Boise energy company infighting leads to company’s demise, lawsuit
Published: December 20,2012
An energy-efficient lighting startup in Boise imploded in less than two years, and a contentious falling-out among partners has led to a lawsuit.
Viridis Energy Solutions was set up in 2010 to provide lighting that would reduce energy costs for buildings. According to a lawsuit filed Dec. 7 in Ada County district court, about 19 months later the managing member of the company, Nadina Gillette, and the biggest investor, Adam Grad, started leveling accusations at one another over misspent company funds and unfulfilled promises.
Gillette, who had a 20 percent stake in the company, is suing Grad for unpaid wages, defamation and damage to her personal credit. Another Viridis employee, Dale Finlay, is also suing for unpaid wages.
Gillette was forced out of her management position by Grad in September 2011, when Grad and a Small Business Development counselor, Rick Vycital, accused Gillette of embezzling company funds, the lawsuit states. Vycital is not named as a defendant.
“Vycital also threatened Ms. Gillette stating that she was facing jail time,” the lawsuit states.

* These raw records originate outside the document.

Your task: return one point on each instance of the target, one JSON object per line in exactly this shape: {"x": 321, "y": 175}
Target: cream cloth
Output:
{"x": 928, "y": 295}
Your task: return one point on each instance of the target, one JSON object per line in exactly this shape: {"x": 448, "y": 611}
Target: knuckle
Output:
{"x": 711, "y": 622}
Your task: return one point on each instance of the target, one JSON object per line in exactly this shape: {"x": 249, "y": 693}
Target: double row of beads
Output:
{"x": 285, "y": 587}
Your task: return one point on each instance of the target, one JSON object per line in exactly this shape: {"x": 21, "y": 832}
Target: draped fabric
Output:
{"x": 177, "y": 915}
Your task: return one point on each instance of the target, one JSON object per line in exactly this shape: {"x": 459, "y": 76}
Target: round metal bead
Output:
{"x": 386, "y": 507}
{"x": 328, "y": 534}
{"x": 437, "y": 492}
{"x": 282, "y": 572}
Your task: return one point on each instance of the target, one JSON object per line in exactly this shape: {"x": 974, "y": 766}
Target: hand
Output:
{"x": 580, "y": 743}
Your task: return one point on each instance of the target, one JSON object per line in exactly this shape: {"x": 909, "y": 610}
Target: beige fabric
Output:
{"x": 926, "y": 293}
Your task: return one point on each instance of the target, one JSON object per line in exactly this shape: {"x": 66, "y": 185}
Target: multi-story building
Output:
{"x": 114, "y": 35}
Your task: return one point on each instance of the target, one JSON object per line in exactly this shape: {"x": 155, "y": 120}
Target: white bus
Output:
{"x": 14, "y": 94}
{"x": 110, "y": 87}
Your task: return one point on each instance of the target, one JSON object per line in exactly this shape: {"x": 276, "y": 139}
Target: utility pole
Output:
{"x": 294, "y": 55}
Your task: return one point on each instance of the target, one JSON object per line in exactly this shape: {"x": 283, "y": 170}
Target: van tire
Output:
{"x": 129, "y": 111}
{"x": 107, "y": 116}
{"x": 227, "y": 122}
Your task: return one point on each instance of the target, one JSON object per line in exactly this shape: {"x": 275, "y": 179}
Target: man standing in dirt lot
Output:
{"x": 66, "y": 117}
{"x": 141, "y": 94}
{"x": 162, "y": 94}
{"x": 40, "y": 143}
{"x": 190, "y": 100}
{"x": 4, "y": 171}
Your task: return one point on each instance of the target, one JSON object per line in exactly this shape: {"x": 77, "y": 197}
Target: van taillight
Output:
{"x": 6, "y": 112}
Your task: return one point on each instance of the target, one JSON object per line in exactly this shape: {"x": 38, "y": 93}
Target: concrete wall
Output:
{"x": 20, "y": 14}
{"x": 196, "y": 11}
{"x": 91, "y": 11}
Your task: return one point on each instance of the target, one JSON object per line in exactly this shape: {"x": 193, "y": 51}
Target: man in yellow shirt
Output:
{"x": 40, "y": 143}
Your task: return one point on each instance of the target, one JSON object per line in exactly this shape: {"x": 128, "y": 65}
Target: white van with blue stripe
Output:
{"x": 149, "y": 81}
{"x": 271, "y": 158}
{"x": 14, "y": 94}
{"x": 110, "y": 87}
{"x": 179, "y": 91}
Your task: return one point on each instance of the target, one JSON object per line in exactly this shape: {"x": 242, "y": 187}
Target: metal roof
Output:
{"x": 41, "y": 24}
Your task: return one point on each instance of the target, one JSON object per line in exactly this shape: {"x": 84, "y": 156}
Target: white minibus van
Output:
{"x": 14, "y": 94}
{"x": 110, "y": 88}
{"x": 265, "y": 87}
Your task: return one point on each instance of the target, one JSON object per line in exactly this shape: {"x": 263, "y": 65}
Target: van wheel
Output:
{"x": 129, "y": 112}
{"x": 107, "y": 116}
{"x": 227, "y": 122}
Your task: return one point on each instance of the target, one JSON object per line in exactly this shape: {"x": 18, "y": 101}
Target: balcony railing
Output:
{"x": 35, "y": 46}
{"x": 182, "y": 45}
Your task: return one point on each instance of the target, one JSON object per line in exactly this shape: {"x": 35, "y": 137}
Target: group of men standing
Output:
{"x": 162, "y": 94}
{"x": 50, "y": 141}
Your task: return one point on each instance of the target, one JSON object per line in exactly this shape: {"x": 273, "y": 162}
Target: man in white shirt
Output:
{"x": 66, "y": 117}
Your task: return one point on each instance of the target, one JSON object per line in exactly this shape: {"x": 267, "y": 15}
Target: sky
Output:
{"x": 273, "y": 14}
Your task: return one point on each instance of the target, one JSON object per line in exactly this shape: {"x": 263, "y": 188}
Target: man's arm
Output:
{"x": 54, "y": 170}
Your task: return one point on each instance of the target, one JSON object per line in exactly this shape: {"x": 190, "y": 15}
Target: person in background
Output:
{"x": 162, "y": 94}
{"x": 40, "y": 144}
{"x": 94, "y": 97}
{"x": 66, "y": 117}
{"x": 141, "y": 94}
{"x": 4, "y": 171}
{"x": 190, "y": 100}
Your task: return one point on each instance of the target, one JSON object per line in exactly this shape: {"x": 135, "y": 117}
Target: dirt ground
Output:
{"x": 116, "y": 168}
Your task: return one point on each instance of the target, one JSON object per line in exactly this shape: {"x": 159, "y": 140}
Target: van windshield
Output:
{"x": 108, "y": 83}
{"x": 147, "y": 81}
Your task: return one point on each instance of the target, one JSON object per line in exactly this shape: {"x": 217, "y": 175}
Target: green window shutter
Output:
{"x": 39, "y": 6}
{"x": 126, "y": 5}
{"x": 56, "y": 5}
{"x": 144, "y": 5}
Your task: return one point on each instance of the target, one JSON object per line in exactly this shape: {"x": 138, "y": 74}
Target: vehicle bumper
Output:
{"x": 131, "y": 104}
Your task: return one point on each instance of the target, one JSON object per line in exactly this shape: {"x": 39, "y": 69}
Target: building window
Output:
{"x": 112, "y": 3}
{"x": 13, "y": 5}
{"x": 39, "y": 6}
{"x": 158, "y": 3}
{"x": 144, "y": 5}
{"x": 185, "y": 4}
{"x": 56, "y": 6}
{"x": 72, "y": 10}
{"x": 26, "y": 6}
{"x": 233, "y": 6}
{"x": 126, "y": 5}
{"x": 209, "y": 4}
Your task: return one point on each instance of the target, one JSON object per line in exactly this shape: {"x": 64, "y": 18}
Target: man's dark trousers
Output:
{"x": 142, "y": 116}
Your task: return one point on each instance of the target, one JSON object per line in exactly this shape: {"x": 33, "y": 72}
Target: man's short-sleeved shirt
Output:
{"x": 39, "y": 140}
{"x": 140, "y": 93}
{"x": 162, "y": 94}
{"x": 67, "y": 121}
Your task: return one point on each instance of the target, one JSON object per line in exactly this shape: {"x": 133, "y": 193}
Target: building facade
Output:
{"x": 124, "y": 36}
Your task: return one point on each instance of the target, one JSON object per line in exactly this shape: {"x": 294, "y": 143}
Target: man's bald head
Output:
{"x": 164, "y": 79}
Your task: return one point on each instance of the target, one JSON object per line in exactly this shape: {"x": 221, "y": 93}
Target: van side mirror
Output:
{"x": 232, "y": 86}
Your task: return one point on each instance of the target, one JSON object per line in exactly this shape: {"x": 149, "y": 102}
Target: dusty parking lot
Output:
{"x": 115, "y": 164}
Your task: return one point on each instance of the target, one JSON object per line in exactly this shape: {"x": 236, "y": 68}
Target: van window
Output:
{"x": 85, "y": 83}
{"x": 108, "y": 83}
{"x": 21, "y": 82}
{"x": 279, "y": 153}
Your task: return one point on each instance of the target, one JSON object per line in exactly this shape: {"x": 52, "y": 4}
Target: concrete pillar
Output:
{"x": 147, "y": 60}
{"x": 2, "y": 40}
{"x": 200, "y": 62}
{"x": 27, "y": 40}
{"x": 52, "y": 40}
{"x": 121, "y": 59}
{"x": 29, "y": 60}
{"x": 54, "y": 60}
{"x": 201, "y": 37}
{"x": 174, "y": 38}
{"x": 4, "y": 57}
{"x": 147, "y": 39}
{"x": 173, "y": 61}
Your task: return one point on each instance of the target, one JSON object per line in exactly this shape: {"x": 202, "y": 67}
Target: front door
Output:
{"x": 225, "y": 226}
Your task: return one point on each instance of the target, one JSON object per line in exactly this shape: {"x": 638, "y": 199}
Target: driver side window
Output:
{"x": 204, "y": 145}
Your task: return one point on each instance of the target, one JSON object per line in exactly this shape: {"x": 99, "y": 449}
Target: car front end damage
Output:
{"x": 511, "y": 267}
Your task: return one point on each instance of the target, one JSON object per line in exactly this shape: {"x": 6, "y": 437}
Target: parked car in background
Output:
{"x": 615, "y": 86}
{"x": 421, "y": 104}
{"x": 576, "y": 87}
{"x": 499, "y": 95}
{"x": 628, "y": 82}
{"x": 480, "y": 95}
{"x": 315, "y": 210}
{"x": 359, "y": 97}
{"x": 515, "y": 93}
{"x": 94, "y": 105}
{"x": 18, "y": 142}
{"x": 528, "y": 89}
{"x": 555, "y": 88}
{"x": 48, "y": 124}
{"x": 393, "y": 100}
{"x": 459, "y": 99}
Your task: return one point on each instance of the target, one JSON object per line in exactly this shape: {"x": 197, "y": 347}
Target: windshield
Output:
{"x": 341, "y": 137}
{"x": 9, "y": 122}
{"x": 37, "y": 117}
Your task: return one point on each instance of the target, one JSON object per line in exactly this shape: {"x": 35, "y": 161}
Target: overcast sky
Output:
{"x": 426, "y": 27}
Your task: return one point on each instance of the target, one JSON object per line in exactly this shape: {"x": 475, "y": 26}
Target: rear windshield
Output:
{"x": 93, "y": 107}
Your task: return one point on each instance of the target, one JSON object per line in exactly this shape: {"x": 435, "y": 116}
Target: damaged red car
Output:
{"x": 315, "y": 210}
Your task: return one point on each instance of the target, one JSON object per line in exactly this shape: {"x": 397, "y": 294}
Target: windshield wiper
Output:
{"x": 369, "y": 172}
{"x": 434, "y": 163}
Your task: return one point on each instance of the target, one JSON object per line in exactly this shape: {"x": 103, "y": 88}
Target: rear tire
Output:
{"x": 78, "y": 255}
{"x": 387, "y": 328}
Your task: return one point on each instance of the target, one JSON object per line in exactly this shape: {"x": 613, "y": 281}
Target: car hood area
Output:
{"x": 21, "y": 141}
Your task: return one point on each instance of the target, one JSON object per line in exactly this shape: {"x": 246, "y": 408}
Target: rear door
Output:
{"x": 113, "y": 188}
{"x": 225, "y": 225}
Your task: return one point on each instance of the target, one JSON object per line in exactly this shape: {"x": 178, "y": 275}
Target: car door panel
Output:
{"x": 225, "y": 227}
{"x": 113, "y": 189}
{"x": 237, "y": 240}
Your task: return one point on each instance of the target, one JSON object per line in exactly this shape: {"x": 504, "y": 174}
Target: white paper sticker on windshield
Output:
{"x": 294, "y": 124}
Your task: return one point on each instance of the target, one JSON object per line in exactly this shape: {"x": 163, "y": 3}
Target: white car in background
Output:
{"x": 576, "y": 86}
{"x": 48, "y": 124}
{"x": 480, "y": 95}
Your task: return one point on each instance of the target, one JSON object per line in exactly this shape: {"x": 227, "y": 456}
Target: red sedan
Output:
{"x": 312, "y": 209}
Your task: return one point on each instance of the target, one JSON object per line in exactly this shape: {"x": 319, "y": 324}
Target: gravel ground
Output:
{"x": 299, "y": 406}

Gillette was never charged with a crime.
On the same day, Grad and Vycital took Gillette off the business accounts of Viridis at D.L. Evans bank, again accusing her of embezzlement in front of bank employees, the lawsuit alleges.
Gillette, in turn, has accused Grad of misappropriating company funds by giving free samples worth tens of thousands of dollars to friends and colleagues, hiring an assistant with company funds without approval by anyone else in the company, and using the company expense credit card for personal benefit.
Grad declined to comment on the litigation.
Further, Gillette and Finlay claim that Grad never paid them for their work, which the lawsuit states was to be $6,000 per month for Gillette and $2,500 a month for Finlay.
The partners also had issues with company operating capital. Gillette alleges that Grad never paid in the full $250,000 investment that was to make him a partner with 55 percent share of the company, which made it difficult for Viridis to pay its bills.
Following Gillette’s expulsion from the bank account, outstanding bills and taxes have not been paid by the company, the lawsuit states, causing bill collectors to come after Gillette and affect her personal credit.
“From October 10, 2011 until the filing (of the lawsuit), Ms. Gillette has received collection calls, registered letters, and collection letters due to Grad’s failure and refusal to maintain and manage Viridis’ finances as promised,” the lawsuit states.
Gillette and Finlay’s attorney, Kim Trout, said in an interview that Gillette was not listed as a guarantor on any of the company’s loans. Still, he states in the lawsuit, creditors have targeted her as the managing member of the company.
Gillette formally resigned from the company in October 2011. Grad, in his LinkedIn profile, states he stopped being CEO of the company in September 2011.
The lawsuit is asking for an unspecified amount of lost wages and damages. It also requests $20,000 in attorney fees from Grad.